Enter Leontina (Patricia Khan), who plays the evil Grandmother with relish; a demonized, old crone, with more greed than blood in her veins. Juan, once Adriana’s suitor, is now a great catch for Rosaura, she says, to guarantee the family’s social security. And Leontina easily tempts Juan into a marriage deal with the reluctant but helpless Rosaura.
There’s still a third performance high point that must be mentioned. It’s the blend of the two soprano voices in an Act III duet: Sophia Benedetti, as Rosaura, whose voice is in pitched high, Italian del canto style, huddles with Canino as her mother, Adriana, to create a breathtaking blend, filled with expressive pathos in: “No merece ser feliz.” “You do not deserve to be happy.” Mother and daughter, a generation apart, lament that this arranged marriage with Juan is necessary for survival. Yet, we know from this moment on, that the two women are rebelling and somehow will stick together. The grandmother’s past mistake of enforcing the tradition of marriage for necessity will not be repeated. And Juan, as depicted by Sacin, nails you to your seat in a strong portrayal of endurance through suffering, important to convey as groundwork for the upbeat ending that brings satisfying closure.
Pianist Tessa Hartle deserves many accolades and cheers for a noble two-handed piano performance that holds this tricky, polyphonic musical score with its syncopated tempo changes from foxtrot to Tango milonga rhythms. It’s only a hint at what full orchestration could do.

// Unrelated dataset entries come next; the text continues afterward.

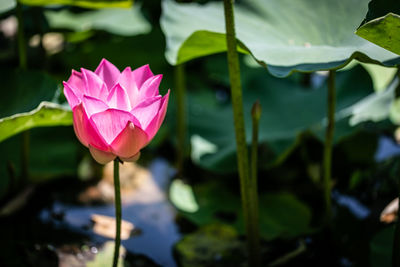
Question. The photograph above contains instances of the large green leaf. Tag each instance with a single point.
(6, 5)
(379, 8)
(383, 31)
(81, 3)
(125, 22)
(281, 214)
(24, 102)
(288, 110)
(46, 114)
(284, 35)
(375, 107)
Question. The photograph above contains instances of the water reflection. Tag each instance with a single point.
(147, 208)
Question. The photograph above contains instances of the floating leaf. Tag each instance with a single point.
(81, 3)
(126, 22)
(283, 35)
(375, 107)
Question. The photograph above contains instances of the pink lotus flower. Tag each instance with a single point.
(115, 113)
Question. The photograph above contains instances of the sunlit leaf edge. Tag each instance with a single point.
(46, 114)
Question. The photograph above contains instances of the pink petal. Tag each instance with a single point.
(100, 156)
(76, 82)
(94, 85)
(155, 124)
(126, 81)
(108, 73)
(111, 122)
(129, 142)
(84, 130)
(142, 74)
(131, 159)
(93, 105)
(147, 110)
(118, 98)
(150, 86)
(72, 98)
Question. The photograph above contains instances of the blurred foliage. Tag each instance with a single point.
(82, 3)
(281, 35)
(126, 22)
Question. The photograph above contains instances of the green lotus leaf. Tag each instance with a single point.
(383, 31)
(283, 35)
(81, 3)
(126, 22)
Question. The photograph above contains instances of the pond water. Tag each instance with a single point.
(147, 208)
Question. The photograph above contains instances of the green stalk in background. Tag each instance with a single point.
(117, 194)
(23, 65)
(242, 154)
(327, 164)
(396, 239)
(180, 91)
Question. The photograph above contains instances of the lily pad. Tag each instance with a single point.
(383, 31)
(81, 3)
(288, 110)
(375, 107)
(379, 8)
(281, 214)
(283, 35)
(126, 22)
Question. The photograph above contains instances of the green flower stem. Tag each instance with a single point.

Stage direction by Luis Alejandro Simon, who also plays the role of Clarivan, the Mayor, uses the Tivoli Theatre space expansively and creatively for theatrical purpose. One particularly fine stage moment happens when the townspeople all gathered behind an upstage, gauzy scrim, cruelly turn their backs on Rosaura, who is downcast and alone, spot-lighted in glaring white light by designer Ann Fedorcha, who also shades in some hellish red lighting at apt points
Remember Durrenmatt’s dark-themed The Visit that Kander & Ebb brilliantly adapted into a musical that Signature Theatre revived in 2008? Similarly, The Sparrow Hawk deals with the extremes of what people will do for money. But it’s the strong ensemble work of the four principals at Zarzuela Di Si that make a difficult drama succeed musically. Both Sacin and Rodriguez are remembered as working together in Torroba’s Luisa Fernanda , performed at the Mexican Cultural Institute (2008) in Washington D.C. In another production, Rodriguez sang a featured role in Amadeo Vives’ Bohemios (Bohemians) in 2007 with The Opera Theatre of Northern Virginia. (Both zarzuelas were reviewed at the DCTS site.)
Los Gavilanes (The Sparrow Hawks)
By Jacinto Guerrero
Produced by Zarzuela Di Si in collaboration withGrupo de Teatro Barbara Simon
Reviewed by Rosalind Lacy
In Spanish, with English surtitles.
Los Gavilanes concludes today, Dec 13th, 2009, at 5pm. Zarzuela Di Si will be back in February 13, 2010 with La Leyenda del Beso (The Legend of the Kiss). Then on April 10, the wonderful Barbieri El Barberillo de Lavapies will be performed. And more productions of Los Gavilanes to be announced will be repeated.